Sunday, December 5, 2010

Dialectical Behavior Therapy: One Earth-Shattering Crisis at a Time

"Just take it one gigantic earth-shattering crisis at a time."

- A plaque in our bedroom

As we recover from yet another crisis at our house, my husband and I are practicing mindfulness. You know: Stay in the moment. You are OK right now. Breathe in, breathe out, move on, as Jimmy Buffett suggests in one of my favorite songs. Adding mindfulness to our toolbox of coping skills has been a blessing, and it's certainly been supported by our centering prayer practice and the gifts of recovery.

What I didn't realize until now is that mindfulness is also a very important component in a useful new therapy for people with bipolar disorder, borderline personality disorder and other conditions that result in dealing with very intense emotions. The therapy is called Dialectical Behavior Therapy. I'm reading a workbook about it ... basically because I bought it for someone else who doesn't want to read it. (Yes, I am caregiver in recovery for co-dependency. Why do you ask?)

"Don't Let Your Emotions Run Your Life: How Dialectical Behavior Therapy Can Put You in Control" by Scott E. Spradlin is a solid self-help workbook. My friends who are psychiatrists and therapists would be sure to point out that a workbook does not therapy make. But it's still interesting to me that observing and describing emotions in a nonjudgmental (i.e. without self-loathing) manner can help people who are predisposed to be overwhelmed by them.

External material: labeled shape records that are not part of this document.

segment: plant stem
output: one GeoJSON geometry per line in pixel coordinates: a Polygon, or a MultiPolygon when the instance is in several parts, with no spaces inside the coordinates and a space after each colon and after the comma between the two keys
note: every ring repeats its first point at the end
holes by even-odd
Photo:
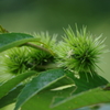
{"type": "Polygon", "coordinates": [[[35,44],[32,44],[32,43],[25,43],[24,45],[26,46],[31,46],[31,47],[34,47],[34,48],[37,48],[37,50],[41,50],[41,51],[44,51],[51,55],[54,55],[54,53],[45,47],[42,47],[42,46],[38,46],[38,45],[35,45],[35,44]]]}
{"type": "Polygon", "coordinates": [[[57,65],[56,64],[37,65],[36,68],[38,68],[38,69],[54,69],[54,68],[57,68],[57,65]]]}

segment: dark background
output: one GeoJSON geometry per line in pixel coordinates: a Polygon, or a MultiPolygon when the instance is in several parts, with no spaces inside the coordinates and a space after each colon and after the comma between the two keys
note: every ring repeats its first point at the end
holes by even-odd
{"type": "MultiPolygon", "coordinates": [[[[87,25],[94,35],[107,37],[110,50],[110,0],[0,0],[0,25],[10,32],[64,33],[87,25]]],[[[110,53],[102,55],[99,74],[110,81],[110,53]]],[[[106,109],[107,110],[107,109],[106,109]]],[[[109,110],[109,109],[108,109],[109,110]]]]}

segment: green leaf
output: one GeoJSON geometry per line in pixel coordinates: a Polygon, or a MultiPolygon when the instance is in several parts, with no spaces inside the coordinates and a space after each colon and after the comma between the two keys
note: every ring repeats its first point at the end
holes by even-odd
{"type": "Polygon", "coordinates": [[[63,89],[63,90],[43,90],[41,92],[38,92],[37,95],[35,95],[34,97],[32,97],[30,100],[28,100],[22,107],[21,110],[73,110],[69,109],[69,105],[72,105],[72,102],[68,106],[61,105],[58,107],[55,108],[51,108],[51,103],[52,103],[52,99],[55,96],[69,96],[69,94],[72,92],[74,88],[67,88],[67,89],[63,89]]]}
{"type": "Polygon", "coordinates": [[[14,46],[20,46],[26,42],[35,42],[32,35],[24,33],[3,33],[0,34],[0,52],[9,50],[14,46]]]}
{"type": "Polygon", "coordinates": [[[11,90],[7,96],[2,97],[0,99],[0,108],[3,108],[8,105],[11,105],[11,103],[15,102],[16,97],[21,92],[23,87],[24,86],[20,85],[16,88],[14,88],[13,90],[11,90]]]}
{"type": "Polygon", "coordinates": [[[12,88],[14,88],[18,84],[20,84],[28,77],[35,75],[35,73],[36,72],[26,72],[0,85],[0,98],[6,96],[12,88]]]}
{"type": "Polygon", "coordinates": [[[72,92],[72,96],[69,97],[57,97],[54,98],[52,107],[59,106],[61,103],[64,103],[68,100],[72,100],[74,97],[78,96],[80,92],[87,91],[92,88],[97,88],[100,86],[105,86],[108,84],[108,81],[99,76],[98,74],[92,74],[92,76],[89,73],[79,73],[79,78],[75,77],[72,73],[68,74],[68,76],[75,81],[76,90],[72,92]]]}
{"type": "Polygon", "coordinates": [[[35,94],[40,92],[44,88],[65,77],[65,74],[66,72],[64,69],[58,68],[43,72],[37,77],[33,78],[33,80],[23,88],[22,92],[18,97],[14,110],[18,110],[35,94]]]}
{"type": "MultiPolygon", "coordinates": [[[[61,100],[63,100],[63,98],[56,99],[53,102],[53,106],[57,105],[57,102],[61,100]]],[[[98,87],[96,89],[90,89],[88,91],[84,91],[76,96],[69,97],[69,101],[65,103],[64,108],[66,106],[69,106],[70,110],[74,110],[81,107],[105,103],[105,102],[110,102],[110,90],[103,90],[102,88],[98,87]]]]}

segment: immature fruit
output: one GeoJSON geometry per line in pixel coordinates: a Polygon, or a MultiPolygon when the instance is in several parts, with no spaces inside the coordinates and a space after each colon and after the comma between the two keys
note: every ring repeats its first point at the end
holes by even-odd
{"type": "Polygon", "coordinates": [[[101,41],[101,36],[95,38],[91,34],[87,34],[86,28],[80,32],[76,30],[75,34],[69,26],[65,33],[64,42],[57,50],[59,66],[75,72],[95,72],[103,53],[105,40],[101,41]]]}

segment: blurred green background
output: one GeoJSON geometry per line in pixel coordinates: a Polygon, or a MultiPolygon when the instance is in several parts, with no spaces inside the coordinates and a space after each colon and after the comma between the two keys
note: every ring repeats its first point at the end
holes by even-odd
{"type": "MultiPolygon", "coordinates": [[[[75,30],[87,25],[94,35],[107,37],[110,50],[110,0],[0,0],[0,25],[10,32],[64,33],[68,24],[75,30]]],[[[102,55],[99,74],[110,81],[110,53],[102,55]]]]}

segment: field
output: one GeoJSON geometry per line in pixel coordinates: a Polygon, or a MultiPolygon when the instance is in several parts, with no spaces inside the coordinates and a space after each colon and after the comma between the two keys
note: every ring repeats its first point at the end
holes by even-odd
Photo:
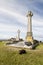
{"type": "Polygon", "coordinates": [[[0,65],[43,65],[43,44],[36,50],[25,49],[27,53],[22,55],[19,49],[0,42],[0,65]]]}

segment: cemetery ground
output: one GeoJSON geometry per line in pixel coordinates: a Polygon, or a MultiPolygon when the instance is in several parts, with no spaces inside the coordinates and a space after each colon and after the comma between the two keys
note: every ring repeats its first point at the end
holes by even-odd
{"type": "Polygon", "coordinates": [[[27,53],[22,55],[19,54],[20,49],[0,42],[0,65],[43,65],[43,44],[35,50],[24,48],[27,53]]]}

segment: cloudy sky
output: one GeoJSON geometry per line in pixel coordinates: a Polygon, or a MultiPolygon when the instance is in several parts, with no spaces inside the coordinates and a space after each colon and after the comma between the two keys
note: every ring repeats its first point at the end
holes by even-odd
{"type": "Polygon", "coordinates": [[[33,37],[43,41],[43,0],[0,0],[0,39],[16,37],[18,29],[25,39],[30,10],[33,37]]]}

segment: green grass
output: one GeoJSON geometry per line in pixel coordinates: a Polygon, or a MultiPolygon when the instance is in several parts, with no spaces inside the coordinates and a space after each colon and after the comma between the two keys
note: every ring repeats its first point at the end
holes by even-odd
{"type": "Polygon", "coordinates": [[[37,50],[43,50],[43,43],[39,44],[37,47],[36,47],[37,50]]]}
{"type": "Polygon", "coordinates": [[[28,50],[19,54],[19,48],[4,46],[0,42],[0,65],[43,65],[43,50],[28,50]]]}

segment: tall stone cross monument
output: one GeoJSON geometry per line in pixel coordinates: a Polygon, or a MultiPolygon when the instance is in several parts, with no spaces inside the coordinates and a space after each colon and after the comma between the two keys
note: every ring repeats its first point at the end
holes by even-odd
{"type": "Polygon", "coordinates": [[[27,24],[27,35],[26,35],[26,41],[27,42],[33,42],[33,37],[32,37],[32,16],[33,16],[33,13],[31,11],[28,11],[28,14],[27,14],[28,24],[27,24]]]}

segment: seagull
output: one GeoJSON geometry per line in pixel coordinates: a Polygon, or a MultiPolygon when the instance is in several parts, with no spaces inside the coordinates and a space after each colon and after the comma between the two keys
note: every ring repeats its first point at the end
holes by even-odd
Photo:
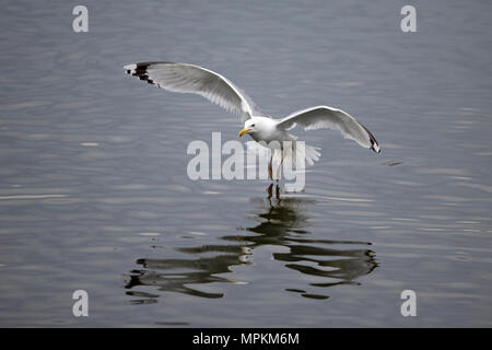
{"type": "MultiPolygon", "coordinates": [[[[280,151],[281,161],[277,170],[279,180],[280,166],[285,156],[291,156],[295,163],[294,152],[283,148],[285,141],[293,142],[296,137],[289,130],[297,125],[304,130],[331,129],[339,130],[343,138],[351,139],[360,145],[380,152],[374,136],[361,122],[348,113],[320,105],[294,112],[281,119],[274,119],[265,114],[253,100],[225,77],[209,69],[175,62],[140,62],[124,66],[126,72],[157,88],[172,92],[192,93],[203,96],[210,102],[239,116],[243,129],[238,137],[249,135],[256,142],[273,151],[280,151]]],[[[319,160],[319,148],[305,145],[305,161],[308,165],[319,160]]],[[[272,176],[273,152],[268,164],[269,178],[272,176]]]]}

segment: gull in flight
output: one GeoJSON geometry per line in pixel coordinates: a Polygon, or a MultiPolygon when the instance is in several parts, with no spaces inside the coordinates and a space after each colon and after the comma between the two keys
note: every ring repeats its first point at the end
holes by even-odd
{"type": "MultiPolygon", "coordinates": [[[[338,108],[315,106],[294,112],[281,119],[274,119],[261,112],[251,98],[229,79],[209,69],[174,62],[141,62],[127,65],[124,68],[128,74],[138,77],[150,84],[173,92],[201,95],[229,112],[239,115],[244,127],[238,136],[242,137],[247,133],[256,142],[267,145],[273,151],[280,151],[280,165],[282,165],[285,156],[292,156],[292,161],[295,163],[293,152],[291,151],[289,154],[283,144],[284,141],[290,141],[295,148],[296,137],[288,131],[297,125],[305,130],[339,130],[343,138],[351,139],[376,153],[380,152],[379,144],[373,135],[354,117],[338,108]]],[[[318,148],[305,147],[304,156],[307,164],[313,165],[314,162],[319,160],[320,153],[318,150],[318,148]]],[[[273,179],[272,160],[273,152],[268,165],[270,179],[273,179]]],[[[278,179],[280,165],[277,171],[278,179]]]]}

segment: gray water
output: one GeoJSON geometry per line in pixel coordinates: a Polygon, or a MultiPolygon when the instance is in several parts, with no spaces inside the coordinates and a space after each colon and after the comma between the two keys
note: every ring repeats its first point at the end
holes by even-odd
{"type": "Polygon", "coordinates": [[[492,326],[492,3],[412,1],[417,33],[389,0],[84,1],[89,33],[74,4],[0,12],[0,326],[492,326]],[[382,153],[295,130],[304,191],[194,182],[188,143],[241,125],[122,70],[149,60],[339,107],[382,153]]]}

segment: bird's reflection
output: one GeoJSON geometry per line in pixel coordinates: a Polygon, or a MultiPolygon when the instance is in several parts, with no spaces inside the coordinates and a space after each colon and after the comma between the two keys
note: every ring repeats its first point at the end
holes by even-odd
{"type": "MultiPolygon", "coordinates": [[[[137,264],[141,268],[130,271],[125,285],[129,290],[127,294],[140,296],[132,302],[151,303],[159,296],[137,292],[137,285],[155,285],[162,291],[202,298],[222,298],[223,293],[200,291],[194,287],[213,282],[234,283],[220,275],[232,272],[233,266],[250,264],[255,249],[265,245],[286,248],[285,253],[273,253],[273,258],[282,261],[285,268],[313,278],[303,288],[284,287],[285,291],[300,293],[305,298],[327,299],[326,288],[359,284],[355,281],[359,277],[371,273],[377,267],[375,254],[367,247],[371,243],[309,238],[309,232],[306,231],[309,225],[306,208],[313,200],[281,198],[279,187],[273,185],[267,188],[267,198],[251,199],[253,219],[258,224],[239,229],[253,235],[222,237],[231,244],[178,248],[179,252],[194,256],[189,259],[138,259],[137,264]],[[313,288],[316,292],[306,291],[313,288]]],[[[298,287],[298,281],[294,285],[298,287]]]]}

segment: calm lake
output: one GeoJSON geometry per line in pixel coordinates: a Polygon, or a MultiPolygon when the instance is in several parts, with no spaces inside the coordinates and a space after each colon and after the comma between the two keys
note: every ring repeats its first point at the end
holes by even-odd
{"type": "Polygon", "coordinates": [[[87,33],[75,4],[0,12],[0,326],[492,326],[491,2],[417,2],[415,33],[402,1],[87,0],[87,33]],[[191,180],[189,142],[248,137],[122,69],[153,60],[341,108],[382,153],[296,128],[303,191],[191,180]]]}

The workbook urges us to let go of worry thoughts and "shoulds/musts/have tos." Just notice the thoughts and the feelings. Then focus on one activity, thought and feeling at a time. It says, "Do you best to handle the things that come your way, using your skills wisely and giving each activity your best shot."

That's good advice not only for people whose strong emotions tend to envelope them in crises, but for those who find themselves repeatedly cleaning up after them.